I slept through the changing of the year, and it might as well have gone that way, what with the general consensus that 2020 was rotten and No Good. I was fortunate to not have my life disrupted terribly by the pandemic. I was already working from home and I’m not particularly social. My main outdoor hobbies–golf and disc golf–had minimal disruptions due to their relatively solitary natures.
But I cannot deny that the year took a mental toll on me. My depression is relatively well-managed by this point, and the malaise that kept me from writing for this site didn’t have the thumbprint of that beast. Run of the mill stress and lethargy seem to be the culprits. That invites some discomforting ideas re: how much of my laziness I can blame on forces outside of my control, but managing the demon’s in one’s head is a practical exercise so I’ll continue to avoid the tough questions.
The new year is, of course, arbitrary, but that doesn’t make its use as a symbol unimportant. The day is about renewal and rededication and looking towards the future, so in that spirit here are some ways I want to approach 2021 with regards to board gaming.
1. Search for Greatness
I don’t want to settle for the merely good. When you play so many new games you find a lot of “good not great” and it’s easy to fall into the trap of thinking that’s all there is. But if 2017 taught us anything, it’s that greatness is still possible in the realm of board gaming. Honestly, as a form of media, board games are both young and very, very old. Many of the basic principles have been established for millennia but the past couple of decades have brought a flurry of development.
Pushing the edges of what board games can do should be encouraged, and I want to do my part by trying out the new and weird, searching for those nuggets of brilliance, or even interesting failures.
2. Hone In Strategy
I want to get better at games. Over the past few years I feel like I’ve been able to explore the breadth of board gaming and I now have a decent understanding of the major games and ideas out there.

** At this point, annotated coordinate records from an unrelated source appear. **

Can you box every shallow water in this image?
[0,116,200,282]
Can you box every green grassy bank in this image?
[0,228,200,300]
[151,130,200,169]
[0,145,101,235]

Playing broadly has made me pretty good at remaining competitive in new games I’m picking up, but there are very few games I’m actually good at. Playing a number of 18xx games online over the past couple of months has reignited my desire to push myself into that next step beyond understanding how to execute the obvious strategies the game presents. I want to be able to find those uncommon, insightful decisions that seem to break the rules of the game but actually open it up to frontiers you hadn’t yet considered.
Practically this means writing more strategy guides. The few I have written have been received well, but I hold myself to a high standard. I’m not interested in writing the kind of guide someone brand new to the game would find helpful. I want to write the kind of guide that brings someone from playing the game to competing in it.
I’ve already sent out a short designer diary to my Patreon supporters about a game my mom and I are designing together. Amber and I plan to resume work on the pepper-themed game we podcasted about a while back. I think 2021 is the year I really try to take the plunge into designing games. I don’t know if I’ll complete a design, but I’ll definitely have at least one in serious playtesting.
As I take this next step into design I expect this will open my perspective more, allowing me to write more adeptly about games and what makes them work. I’m excited to see what essays result from it.
I don’t know what this will look like specifically, but I want to collaborate with others, not for its own sake, but to dig into interesting minds and explore how they see games. Part of what I’ve wanted to do with this site from the beginning is to inspire people to think about games in a deeper way. Talking with others might be the best way to do that.
New Years is arbitrary symbiology, but so are games. They’re bits of cardboard and plastic but they can transport us to different worlds, elicit real emotions, and inspire new thoughts and ideas.